I used to tell my children as they practiced their daily jam writing – I insisted that they practice writing in spite of their resistance – that you often do not know what you are thinking until you start writing.
Around the time of my divorce, I stopped keeping a journal and I guess I quit being aware of what I am thinking. Do you ever experience that? Do you ever start to say something – either verbally or in written form – and then begin to open your heart and mind and be surprised by what is coming out of you? That’s the reason to journal, to jam write, to just write – to know yourself.
I think one of the most challenging things about keeping a journal is the pain of finding out what you really think – and perhaps the dissatisfaction with the person you find staring back at you from the pages of your diary. Sometimes it is too disappointing, too painful, to face that person – and perhaps that is another reason not to journal.

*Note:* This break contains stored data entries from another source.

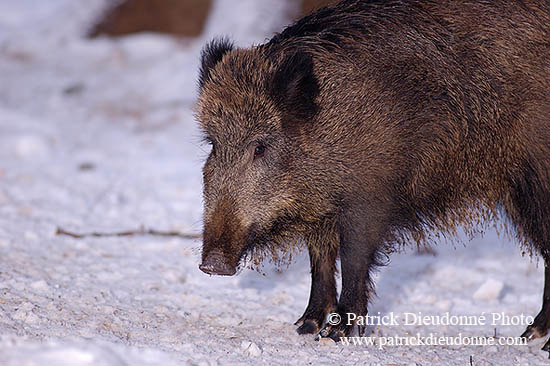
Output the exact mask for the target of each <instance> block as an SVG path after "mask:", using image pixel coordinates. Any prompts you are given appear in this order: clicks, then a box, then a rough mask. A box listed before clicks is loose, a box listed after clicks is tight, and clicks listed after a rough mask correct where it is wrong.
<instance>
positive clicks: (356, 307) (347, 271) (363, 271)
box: [319, 209, 382, 342]
mask: <svg viewBox="0 0 550 366" xmlns="http://www.w3.org/2000/svg"><path fill="white" fill-rule="evenodd" d="M365 212H369V213H372V212H373V211H372V210H369V209H361V210H349V211H348V212H347V213H346V214H345V217H342V219H341V224H340V264H341V267H342V291H341V293H340V299H339V300H338V306H337V310H336V312H337V313H338V315H339V317H329V319H328V322H327V324H326V325H325V327H324V328H323V330H322V331H321V332H320V334H319V335H320V336H321V337H327V338H331V339H333V340H334V341H335V342H338V341H340V337H346V336H349V335H350V333H351V332H352V330H353V328H354V326H355V324H356V322H357V319H360V317H363V319H364V317H365V316H366V314H367V304H368V301H369V295H371V294H372V291H373V286H372V277H371V271H372V269H373V268H374V267H375V266H377V265H379V261H378V255H379V245H378V244H379V243H380V242H381V238H382V235H380V234H381V232H382V231H381V230H379V229H380V228H382V226H379V227H377V226H378V225H381V220H377V219H376V218H375V217H369V223H367V222H365V221H366V218H365ZM369 216H370V215H369ZM354 317H355V318H354ZM335 318H337V319H340V321H339V322H338V321H336V322H334V320H335ZM364 329H365V328H364V326H360V328H359V333H360V335H362V333H363V332H364Z"/></svg>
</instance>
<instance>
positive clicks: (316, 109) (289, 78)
mask: <svg viewBox="0 0 550 366" xmlns="http://www.w3.org/2000/svg"><path fill="white" fill-rule="evenodd" d="M318 94H319V83H318V81H317V78H316V76H315V73H314V65H313V60H312V58H311V55H309V54H307V53H305V52H301V51H298V52H295V53H293V54H291V55H289V56H286V57H285V58H284V59H283V61H282V63H281V64H280V65H279V67H278V69H277V71H276V72H275V74H274V76H273V82H272V85H271V95H272V97H273V99H274V100H275V102H276V104H277V107H279V108H281V110H282V111H283V112H284V113H285V114H286V115H287V117H294V118H297V119H309V118H311V117H313V116H314V115H315V113H316V111H317V106H316V104H315V98H316V97H317V95H318Z"/></svg>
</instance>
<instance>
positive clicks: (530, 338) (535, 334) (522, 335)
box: [521, 324, 548, 342]
mask: <svg viewBox="0 0 550 366" xmlns="http://www.w3.org/2000/svg"><path fill="white" fill-rule="evenodd" d="M547 332H548V331H547V330H541V329H540V327H537V325H536V324H531V325H530V326H528V327H527V329H525V332H523V334H522V335H521V337H522V338H527V341H528V342H529V341H532V340H533V339H536V338H541V337H544V336H545V335H546V333H547Z"/></svg>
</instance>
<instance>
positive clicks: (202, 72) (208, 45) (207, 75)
mask: <svg viewBox="0 0 550 366" xmlns="http://www.w3.org/2000/svg"><path fill="white" fill-rule="evenodd" d="M232 50H233V43H232V42H231V41H229V40H228V39H227V38H217V39H213V40H212V41H211V42H210V43H208V44H207V45H206V46H204V48H203V49H202V51H201V68H200V72H199V87H200V88H201V89H202V88H203V86H204V84H205V83H206V82H207V81H208V79H209V78H210V71H211V70H212V68H213V67H214V66H216V64H217V63H218V62H220V61H221V60H222V58H223V55H225V54H226V53H227V52H229V51H232Z"/></svg>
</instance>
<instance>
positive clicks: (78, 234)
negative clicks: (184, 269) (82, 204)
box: [56, 227, 202, 239]
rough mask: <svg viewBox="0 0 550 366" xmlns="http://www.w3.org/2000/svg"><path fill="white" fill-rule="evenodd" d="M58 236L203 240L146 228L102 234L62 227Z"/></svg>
mask: <svg viewBox="0 0 550 366" xmlns="http://www.w3.org/2000/svg"><path fill="white" fill-rule="evenodd" d="M56 235H65V236H70V237H71V238H76V239H82V238H89V237H94V238H108V237H117V236H137V235H153V236H167V237H177V238H182V239H200V238H202V235H201V234H189V233H181V232H179V231H161V230H155V229H146V228H144V227H142V228H139V229H137V230H128V231H120V232H113V233H102V232H91V233H75V232H72V231H68V230H65V229H63V228H61V227H58V228H57V231H56Z"/></svg>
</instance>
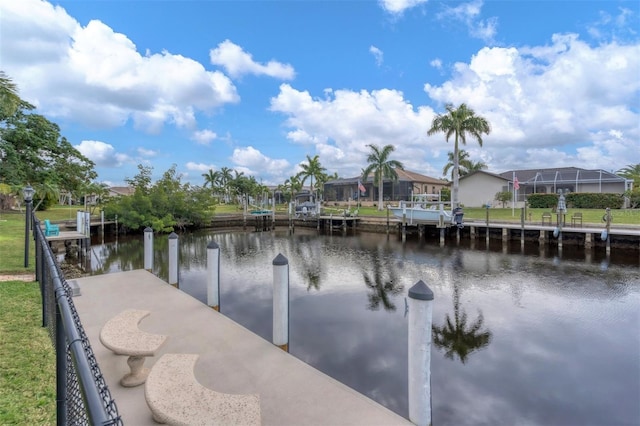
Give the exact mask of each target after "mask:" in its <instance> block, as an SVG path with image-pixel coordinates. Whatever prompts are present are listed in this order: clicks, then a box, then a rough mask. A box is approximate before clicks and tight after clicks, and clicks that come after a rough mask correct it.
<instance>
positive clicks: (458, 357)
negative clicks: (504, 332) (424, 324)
mask: <svg viewBox="0 0 640 426" xmlns="http://www.w3.org/2000/svg"><path fill="white" fill-rule="evenodd" d="M483 325H484V316H483V315H482V312H480V313H479V315H478V319H477V320H476V321H475V322H474V323H473V324H470V325H469V324H467V313H466V312H465V311H464V310H462V309H461V307H460V288H459V286H458V284H457V283H454V285H453V321H452V320H451V317H450V316H449V314H447V315H446V317H445V323H444V324H443V325H442V326H437V325H433V326H432V327H431V331H432V336H433V344H434V345H435V346H436V347H437V348H439V349H444V351H445V353H444V356H445V357H447V358H449V359H454V356H455V355H457V356H458V358H460V361H461V362H462V363H463V364H464V363H465V362H466V361H467V357H468V356H469V355H471V353H472V352H474V351H477V350H479V349H482V348H484V347H485V346H487V345H488V344H489V343H490V342H491V335H492V333H491V331H488V330H487V331H482V330H481V329H482V326H483Z"/></svg>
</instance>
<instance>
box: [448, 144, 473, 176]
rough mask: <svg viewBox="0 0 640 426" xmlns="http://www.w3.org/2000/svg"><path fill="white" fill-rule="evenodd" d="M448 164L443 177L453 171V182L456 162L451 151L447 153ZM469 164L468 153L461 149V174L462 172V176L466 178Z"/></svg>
mask: <svg viewBox="0 0 640 426" xmlns="http://www.w3.org/2000/svg"><path fill="white" fill-rule="evenodd" d="M447 159H448V161H447V164H445V166H444V167H443V169H442V175H443V176H446V175H447V174H448V173H449V171H451V180H453V166H454V164H453V163H454V162H455V161H454V160H453V152H451V151H449V152H448V153H447ZM468 162H469V153H468V152H467V151H465V150H464V149H461V150H460V152H458V167H459V172H460V176H464V175H465V174H466V164H467V163H468Z"/></svg>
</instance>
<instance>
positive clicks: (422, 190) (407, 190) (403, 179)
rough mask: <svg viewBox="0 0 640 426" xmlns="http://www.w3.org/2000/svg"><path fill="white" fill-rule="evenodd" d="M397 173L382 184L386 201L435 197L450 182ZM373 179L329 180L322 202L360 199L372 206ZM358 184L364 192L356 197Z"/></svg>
mask: <svg viewBox="0 0 640 426" xmlns="http://www.w3.org/2000/svg"><path fill="white" fill-rule="evenodd" d="M396 173H397V174H398V179H397V180H396V181H393V180H391V179H384V181H383V185H382V188H383V190H382V191H383V199H384V200H385V201H399V200H409V199H410V198H411V195H412V194H424V193H429V194H438V193H440V191H441V190H442V189H443V188H446V187H447V186H448V185H449V182H447V181H445V180H441V179H436V178H432V177H430V176H425V175H421V174H419V173H415V172H411V171H408V170H400V169H396ZM373 180H374V178H373V175H370V176H369V178H368V179H367V180H366V181H363V180H362V179H361V178H360V177H359V176H356V177H352V178H346V179H334V180H330V181H328V182H327V183H325V184H324V200H325V201H333V202H337V203H341V202H342V203H347V202H350V201H355V200H359V201H360V202H362V203H363V204H365V205H373V204H374V203H376V202H377V201H378V187H377V185H376V183H377V182H374V181H373ZM358 182H360V183H361V184H362V186H363V187H364V189H365V190H364V191H360V193H359V194H358V192H359V191H358Z"/></svg>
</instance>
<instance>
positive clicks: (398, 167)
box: [361, 144, 404, 211]
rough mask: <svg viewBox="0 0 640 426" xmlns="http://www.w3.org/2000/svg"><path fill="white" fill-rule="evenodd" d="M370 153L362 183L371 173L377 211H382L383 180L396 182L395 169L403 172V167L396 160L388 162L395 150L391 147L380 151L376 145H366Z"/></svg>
mask: <svg viewBox="0 0 640 426" xmlns="http://www.w3.org/2000/svg"><path fill="white" fill-rule="evenodd" d="M367 146H368V147H369V148H370V149H371V152H370V153H369V155H368V156H367V163H368V165H367V167H366V168H365V169H364V170H363V171H362V176H361V177H362V181H363V182H366V181H367V178H368V177H369V175H370V174H371V173H373V179H374V182H376V184H377V185H378V210H380V211H381V210H384V206H383V205H382V204H383V199H382V193H383V183H384V179H385V178H387V179H391V180H393V181H396V180H398V173H396V169H400V170H404V166H403V165H402V163H401V162H400V161H398V160H390V159H389V156H390V155H391V153H392V152H393V151H394V150H395V149H396V148H395V147H394V146H393V145H385V146H384V147H383V148H382V149H380V147H378V146H377V145H373V144H371V145H367Z"/></svg>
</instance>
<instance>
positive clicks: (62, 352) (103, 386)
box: [32, 215, 123, 425]
mask: <svg viewBox="0 0 640 426" xmlns="http://www.w3.org/2000/svg"><path fill="white" fill-rule="evenodd" d="M32 224H33V236H34V239H35V243H36V244H35V246H36V253H35V254H36V280H37V281H38V282H39V283H40V292H41V294H42V326H43V327H47V328H48V329H49V335H50V336H51V340H52V342H53V345H54V347H55V351H56V416H57V424H58V425H85V424H86V425H88V424H92V425H122V424H123V422H122V419H121V418H120V415H119V414H118V408H117V406H116V403H115V401H114V400H113V398H112V397H111V393H110V392H109V388H108V387H107V384H106V382H105V380H104V377H103V376H102V373H101V372H100V367H99V366H98V363H97V361H96V358H95V355H94V353H93V350H92V349H91V345H90V344H89V339H88V338H87V335H86V334H85V332H84V328H83V327H82V324H81V322H80V318H79V316H78V312H77V311H76V308H75V306H74V304H73V299H72V297H73V290H72V288H71V287H70V286H69V284H68V283H67V281H66V280H65V278H64V274H63V273H62V271H61V269H60V265H59V264H58V262H57V260H56V257H55V256H54V254H53V252H52V251H51V247H50V246H49V244H48V242H47V239H46V238H45V235H44V232H43V231H42V229H41V228H40V221H39V220H38V219H37V218H36V217H35V215H33V216H32Z"/></svg>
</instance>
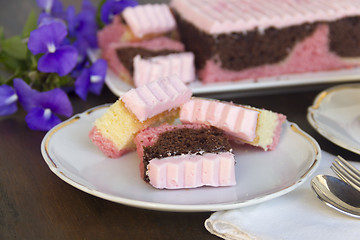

But really, that is likely the best reason to journal.
Here I am, 51 years old, shocked that I have reached that age. It honestly feels like I was 35 just a few months ago, but it was actually more like – uhmmm – (quick calculation in the head) – about 200 months ago. That’s a lot of moon cycles. When I think about the reality that I have less time in front of me than I had behind me, it makes me more serious about making the time count. I used to think “making the time count” was all about doing good and honoring God and all that blah-blah but I realize now that the only thing that will really count – to me at least – is to look back on the life I was given and be satisfied with what I did with that gift. Frankly, it really won’t matter what anyone thinks of me if I am disappointed myself.
I think that is one of the blessings of getting older – I care less about what anyone thinks of me than I used to. I’ve lost friends and had relationships fracture – sometimes because I’ve been insensitive or a jerk, but just as often because I refused to be anyone other than who I am. I hope that going forward, people reject me because I am me, rather than because I jerky. Although I suppose one may argue that if the person I am is fundamentally “a jerk”, then they are rejecting me both for who I am and for being a jerk. Meh.